For the first time since the events of 9/11, in 2018 Arab Americans made a good showing in national, state and local elections. The online daily magazine, American Thinker, reported a record number of Arab American and non-Arab Muslim candidates for electoral office. This would seem to bode well for future electability of Arab Americans.

Prospects for 2020 

Few reports, much fewer polls, exist to portray how Arab Americans might vote in the 2020 presidential election. From an Arab America post of August 14, 2019, “Democratic Presidential Candidates’ Views of the Israel-Palestine Issue—Where do They Stand?,” we get a strong sense of the Democratic candidates’ stance on the one issue of Israeli-Palestinian relations. Almost all the candidates have stated their support for a two-state solution. All of the candidates strongly support Israel, though not necessarily the regime of Prime Minister Netanyahu.

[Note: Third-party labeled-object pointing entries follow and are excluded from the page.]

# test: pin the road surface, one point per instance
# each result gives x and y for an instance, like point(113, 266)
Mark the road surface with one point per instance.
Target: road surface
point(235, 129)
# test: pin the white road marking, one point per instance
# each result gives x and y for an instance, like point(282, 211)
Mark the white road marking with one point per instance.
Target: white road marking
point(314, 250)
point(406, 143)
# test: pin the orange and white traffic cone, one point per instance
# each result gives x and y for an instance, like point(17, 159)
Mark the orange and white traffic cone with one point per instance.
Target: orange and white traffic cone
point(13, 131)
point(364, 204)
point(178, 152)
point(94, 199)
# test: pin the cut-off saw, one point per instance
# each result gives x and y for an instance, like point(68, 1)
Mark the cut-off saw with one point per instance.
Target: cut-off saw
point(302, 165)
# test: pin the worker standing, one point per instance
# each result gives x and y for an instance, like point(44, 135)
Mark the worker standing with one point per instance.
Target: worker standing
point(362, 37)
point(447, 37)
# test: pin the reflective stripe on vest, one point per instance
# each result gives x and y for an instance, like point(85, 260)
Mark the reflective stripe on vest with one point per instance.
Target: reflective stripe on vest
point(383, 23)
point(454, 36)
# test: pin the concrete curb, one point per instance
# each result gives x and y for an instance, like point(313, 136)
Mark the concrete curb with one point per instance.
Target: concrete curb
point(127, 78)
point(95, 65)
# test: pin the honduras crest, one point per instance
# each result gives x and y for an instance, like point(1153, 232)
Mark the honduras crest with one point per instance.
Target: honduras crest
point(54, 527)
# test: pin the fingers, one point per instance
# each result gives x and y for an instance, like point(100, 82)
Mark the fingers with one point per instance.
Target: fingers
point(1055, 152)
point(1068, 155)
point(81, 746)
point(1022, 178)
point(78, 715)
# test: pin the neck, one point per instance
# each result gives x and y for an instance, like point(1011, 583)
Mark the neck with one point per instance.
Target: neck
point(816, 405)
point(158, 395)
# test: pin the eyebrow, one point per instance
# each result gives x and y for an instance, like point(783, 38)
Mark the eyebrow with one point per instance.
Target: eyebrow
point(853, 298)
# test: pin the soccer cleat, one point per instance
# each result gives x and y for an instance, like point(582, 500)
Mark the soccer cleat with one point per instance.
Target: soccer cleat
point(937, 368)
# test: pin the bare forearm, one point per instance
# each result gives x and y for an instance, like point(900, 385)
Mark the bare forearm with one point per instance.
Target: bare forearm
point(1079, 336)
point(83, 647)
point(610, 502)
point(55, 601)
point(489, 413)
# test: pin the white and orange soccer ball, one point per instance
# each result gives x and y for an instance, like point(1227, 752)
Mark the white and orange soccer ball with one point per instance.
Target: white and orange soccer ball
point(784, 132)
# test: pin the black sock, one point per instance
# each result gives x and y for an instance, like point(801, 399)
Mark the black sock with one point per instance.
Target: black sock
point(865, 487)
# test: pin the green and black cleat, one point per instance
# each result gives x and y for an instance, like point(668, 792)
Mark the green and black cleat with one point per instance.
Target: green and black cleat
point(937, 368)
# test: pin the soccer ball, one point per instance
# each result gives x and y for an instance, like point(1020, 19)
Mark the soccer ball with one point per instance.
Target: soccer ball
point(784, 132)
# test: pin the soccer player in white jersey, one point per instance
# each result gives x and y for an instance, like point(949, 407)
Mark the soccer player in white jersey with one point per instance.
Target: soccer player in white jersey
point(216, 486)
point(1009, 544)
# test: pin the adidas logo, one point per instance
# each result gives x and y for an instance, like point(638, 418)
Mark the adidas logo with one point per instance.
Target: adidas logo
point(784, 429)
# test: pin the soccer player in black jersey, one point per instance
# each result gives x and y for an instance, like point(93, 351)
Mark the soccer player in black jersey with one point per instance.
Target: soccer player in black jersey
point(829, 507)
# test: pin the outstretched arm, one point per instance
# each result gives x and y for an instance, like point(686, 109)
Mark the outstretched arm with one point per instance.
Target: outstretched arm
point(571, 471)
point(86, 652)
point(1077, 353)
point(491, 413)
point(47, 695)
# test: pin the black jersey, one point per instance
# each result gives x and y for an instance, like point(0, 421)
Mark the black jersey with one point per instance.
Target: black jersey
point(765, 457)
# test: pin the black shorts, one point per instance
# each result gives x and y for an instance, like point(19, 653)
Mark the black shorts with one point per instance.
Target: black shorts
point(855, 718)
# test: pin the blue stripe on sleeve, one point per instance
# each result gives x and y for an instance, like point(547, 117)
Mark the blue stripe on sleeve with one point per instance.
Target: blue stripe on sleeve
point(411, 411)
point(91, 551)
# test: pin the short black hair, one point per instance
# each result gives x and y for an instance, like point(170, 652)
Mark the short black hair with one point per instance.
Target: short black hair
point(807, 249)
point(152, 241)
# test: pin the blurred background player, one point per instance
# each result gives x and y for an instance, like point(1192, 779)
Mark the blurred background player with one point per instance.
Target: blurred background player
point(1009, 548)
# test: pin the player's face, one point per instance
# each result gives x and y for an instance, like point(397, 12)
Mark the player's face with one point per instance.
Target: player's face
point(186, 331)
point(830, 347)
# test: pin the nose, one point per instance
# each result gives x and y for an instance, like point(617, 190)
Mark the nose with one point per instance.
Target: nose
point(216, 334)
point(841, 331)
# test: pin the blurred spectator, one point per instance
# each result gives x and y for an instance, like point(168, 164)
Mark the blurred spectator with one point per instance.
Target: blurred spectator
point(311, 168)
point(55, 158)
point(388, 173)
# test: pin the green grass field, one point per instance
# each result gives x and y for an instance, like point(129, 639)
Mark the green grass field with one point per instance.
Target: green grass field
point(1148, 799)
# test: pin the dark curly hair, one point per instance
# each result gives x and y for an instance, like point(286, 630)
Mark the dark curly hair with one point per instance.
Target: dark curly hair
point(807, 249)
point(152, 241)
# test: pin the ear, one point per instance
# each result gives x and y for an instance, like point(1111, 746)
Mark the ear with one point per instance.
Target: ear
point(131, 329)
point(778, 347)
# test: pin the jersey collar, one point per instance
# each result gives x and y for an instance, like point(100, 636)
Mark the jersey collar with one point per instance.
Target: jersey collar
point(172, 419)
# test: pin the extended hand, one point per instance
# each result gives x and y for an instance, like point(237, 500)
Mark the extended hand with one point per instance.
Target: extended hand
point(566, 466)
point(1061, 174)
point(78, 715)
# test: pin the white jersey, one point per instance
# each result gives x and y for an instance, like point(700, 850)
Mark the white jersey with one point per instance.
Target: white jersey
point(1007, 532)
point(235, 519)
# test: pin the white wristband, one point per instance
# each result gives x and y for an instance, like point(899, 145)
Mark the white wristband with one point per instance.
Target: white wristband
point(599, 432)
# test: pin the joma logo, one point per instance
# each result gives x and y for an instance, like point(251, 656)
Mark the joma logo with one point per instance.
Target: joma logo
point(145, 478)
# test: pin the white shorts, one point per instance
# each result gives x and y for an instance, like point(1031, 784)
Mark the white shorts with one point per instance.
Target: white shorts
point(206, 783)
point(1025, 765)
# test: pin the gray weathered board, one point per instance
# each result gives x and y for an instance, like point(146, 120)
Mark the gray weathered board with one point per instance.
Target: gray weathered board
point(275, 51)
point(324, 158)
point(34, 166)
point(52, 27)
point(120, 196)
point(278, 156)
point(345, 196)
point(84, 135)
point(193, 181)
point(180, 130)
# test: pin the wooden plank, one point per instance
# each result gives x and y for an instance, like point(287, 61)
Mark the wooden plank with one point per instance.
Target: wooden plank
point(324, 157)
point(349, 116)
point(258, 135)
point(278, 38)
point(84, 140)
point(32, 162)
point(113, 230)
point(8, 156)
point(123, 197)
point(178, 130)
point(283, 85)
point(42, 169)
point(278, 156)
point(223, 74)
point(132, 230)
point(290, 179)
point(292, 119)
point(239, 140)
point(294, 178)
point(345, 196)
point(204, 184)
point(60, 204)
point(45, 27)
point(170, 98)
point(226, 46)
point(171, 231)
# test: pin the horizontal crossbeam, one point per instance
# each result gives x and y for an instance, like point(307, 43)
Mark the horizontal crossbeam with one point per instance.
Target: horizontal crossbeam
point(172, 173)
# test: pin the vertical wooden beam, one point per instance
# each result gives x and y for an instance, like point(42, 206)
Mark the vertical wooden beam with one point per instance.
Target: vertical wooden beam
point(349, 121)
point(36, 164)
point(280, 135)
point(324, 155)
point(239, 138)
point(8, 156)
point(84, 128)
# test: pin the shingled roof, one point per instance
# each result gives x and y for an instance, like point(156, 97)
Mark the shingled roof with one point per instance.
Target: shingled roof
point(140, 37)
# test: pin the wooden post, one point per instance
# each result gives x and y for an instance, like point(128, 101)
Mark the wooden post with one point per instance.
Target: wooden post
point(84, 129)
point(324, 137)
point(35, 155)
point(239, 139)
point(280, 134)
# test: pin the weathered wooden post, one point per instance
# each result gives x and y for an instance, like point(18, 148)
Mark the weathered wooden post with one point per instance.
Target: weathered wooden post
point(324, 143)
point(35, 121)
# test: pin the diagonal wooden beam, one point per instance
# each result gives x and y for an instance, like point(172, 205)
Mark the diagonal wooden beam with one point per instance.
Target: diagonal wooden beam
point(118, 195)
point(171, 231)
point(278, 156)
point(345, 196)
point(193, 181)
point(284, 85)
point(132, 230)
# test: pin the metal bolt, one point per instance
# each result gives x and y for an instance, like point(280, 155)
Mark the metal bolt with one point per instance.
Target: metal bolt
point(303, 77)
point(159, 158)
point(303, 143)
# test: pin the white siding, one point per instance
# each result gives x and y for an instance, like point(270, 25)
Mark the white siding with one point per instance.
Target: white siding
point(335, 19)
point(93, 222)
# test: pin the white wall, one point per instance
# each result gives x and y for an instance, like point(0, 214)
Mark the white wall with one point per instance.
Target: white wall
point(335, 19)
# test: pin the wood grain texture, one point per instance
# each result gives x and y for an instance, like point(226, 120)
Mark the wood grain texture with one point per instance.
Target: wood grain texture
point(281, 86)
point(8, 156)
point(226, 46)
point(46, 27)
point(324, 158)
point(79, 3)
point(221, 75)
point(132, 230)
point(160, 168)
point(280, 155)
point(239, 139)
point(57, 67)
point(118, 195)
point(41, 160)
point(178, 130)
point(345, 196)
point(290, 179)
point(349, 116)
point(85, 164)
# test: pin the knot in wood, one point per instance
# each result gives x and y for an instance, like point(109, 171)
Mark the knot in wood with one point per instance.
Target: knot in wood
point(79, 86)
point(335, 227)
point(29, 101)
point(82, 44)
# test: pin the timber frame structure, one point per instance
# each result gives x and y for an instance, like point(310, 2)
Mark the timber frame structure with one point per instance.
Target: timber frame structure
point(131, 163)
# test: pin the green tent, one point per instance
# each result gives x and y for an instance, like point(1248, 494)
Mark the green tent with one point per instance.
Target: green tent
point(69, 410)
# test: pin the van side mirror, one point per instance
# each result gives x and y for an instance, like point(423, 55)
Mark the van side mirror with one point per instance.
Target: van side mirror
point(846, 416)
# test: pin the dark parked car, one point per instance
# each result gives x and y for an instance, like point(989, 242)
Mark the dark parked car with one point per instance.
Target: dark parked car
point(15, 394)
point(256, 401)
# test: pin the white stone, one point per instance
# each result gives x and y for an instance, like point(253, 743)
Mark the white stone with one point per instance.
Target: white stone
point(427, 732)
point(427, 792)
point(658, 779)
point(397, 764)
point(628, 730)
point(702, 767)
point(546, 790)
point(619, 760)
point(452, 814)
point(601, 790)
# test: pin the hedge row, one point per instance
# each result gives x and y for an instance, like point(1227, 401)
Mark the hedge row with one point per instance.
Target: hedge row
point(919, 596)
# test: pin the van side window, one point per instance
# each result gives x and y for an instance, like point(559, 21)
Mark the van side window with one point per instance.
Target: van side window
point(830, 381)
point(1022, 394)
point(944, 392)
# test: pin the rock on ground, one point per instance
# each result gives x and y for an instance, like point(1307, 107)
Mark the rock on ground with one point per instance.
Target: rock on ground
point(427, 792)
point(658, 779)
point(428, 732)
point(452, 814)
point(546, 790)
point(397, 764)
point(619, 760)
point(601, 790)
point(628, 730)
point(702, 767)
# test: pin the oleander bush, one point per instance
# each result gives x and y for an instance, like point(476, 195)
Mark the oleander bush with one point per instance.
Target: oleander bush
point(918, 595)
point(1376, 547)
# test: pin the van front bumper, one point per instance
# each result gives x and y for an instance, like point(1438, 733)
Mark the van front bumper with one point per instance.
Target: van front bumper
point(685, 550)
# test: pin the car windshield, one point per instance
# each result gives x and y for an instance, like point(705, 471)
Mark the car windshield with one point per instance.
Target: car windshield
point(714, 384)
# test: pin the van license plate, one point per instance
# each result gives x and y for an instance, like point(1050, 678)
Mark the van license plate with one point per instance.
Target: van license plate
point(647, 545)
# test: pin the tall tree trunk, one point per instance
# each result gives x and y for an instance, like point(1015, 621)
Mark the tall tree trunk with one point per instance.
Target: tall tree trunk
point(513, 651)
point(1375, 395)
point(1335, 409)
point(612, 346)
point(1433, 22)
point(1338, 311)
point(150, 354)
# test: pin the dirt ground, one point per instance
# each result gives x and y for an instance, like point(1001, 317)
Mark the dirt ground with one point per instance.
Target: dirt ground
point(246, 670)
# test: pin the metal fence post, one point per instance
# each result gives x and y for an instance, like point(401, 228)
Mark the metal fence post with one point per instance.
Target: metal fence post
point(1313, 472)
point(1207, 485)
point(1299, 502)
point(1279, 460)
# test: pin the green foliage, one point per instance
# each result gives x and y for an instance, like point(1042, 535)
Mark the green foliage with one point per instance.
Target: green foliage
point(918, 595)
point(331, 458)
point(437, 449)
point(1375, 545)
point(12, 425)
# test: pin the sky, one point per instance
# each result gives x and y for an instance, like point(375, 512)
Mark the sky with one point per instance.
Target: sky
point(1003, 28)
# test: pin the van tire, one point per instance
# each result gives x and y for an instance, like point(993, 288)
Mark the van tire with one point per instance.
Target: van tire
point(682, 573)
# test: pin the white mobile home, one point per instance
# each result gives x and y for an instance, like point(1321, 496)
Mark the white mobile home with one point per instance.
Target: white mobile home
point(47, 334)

While not all of these 2020 Democratic presidential candidates have made it into the September debate, most of them are in favor of a fair solution to the Israel-Palestine problem.

According to that Arab America post, the Democratic candidates for the most part support “…a fair solution to the long-term problem of the Israeli occupation of Palestinians and their land.” Their stance on this one issue is in no way predictive of how Arab Americans might vote in 2020. However, given the trend of the shifting political sentiments of Muslim and Christian Arabs alike, it appears as if there may be a swing away from the one obvious Republican candidate, Trump, to one of the many Democratic candidates.

References: “5 facts about Muslim Millennials in the U.S.,” Jeff Diamant and Claire Gecewicz, Pew Research Center, 10/12/17; “Poll Suggests Arab-Americans’ Politics Are Similar To Other Minority Voters,” Dhrumil Mehta, Five Thirty Eight, October 26, 2016; “Arab Americans and Muslims in U.S. Politics,” American Thinker on Twitter, Michael Curtis, 11/12/18; “Most Republicans Have Negative Views Of Muslims — And Toward A Religious Test,” Ben Casselman and Harry Enten, Five Thirty Eight, 12/7/15; Various articles, Nancy Kaffer, Detroit Free Press, 2018-19; “The Arab-American community and the Muslim-American community have two lives, one before 9/11 and one after,” Osama Siblani, Arab American News; “Democratic Presidential Candidates’ Views of the Israel-Palestine Issue–Where Do They Stand? Arab America, Arab America, Arab America, 8/14/19.

 

 

John Mason, an anthropologist specializing in Arab culture and its diverse populations, is the author of recently-published LEFT-HANDED IN AN ISLAMIC WORLD: An Anthropologist’s Journey into the Middle East, 2017, New Academia Publishing.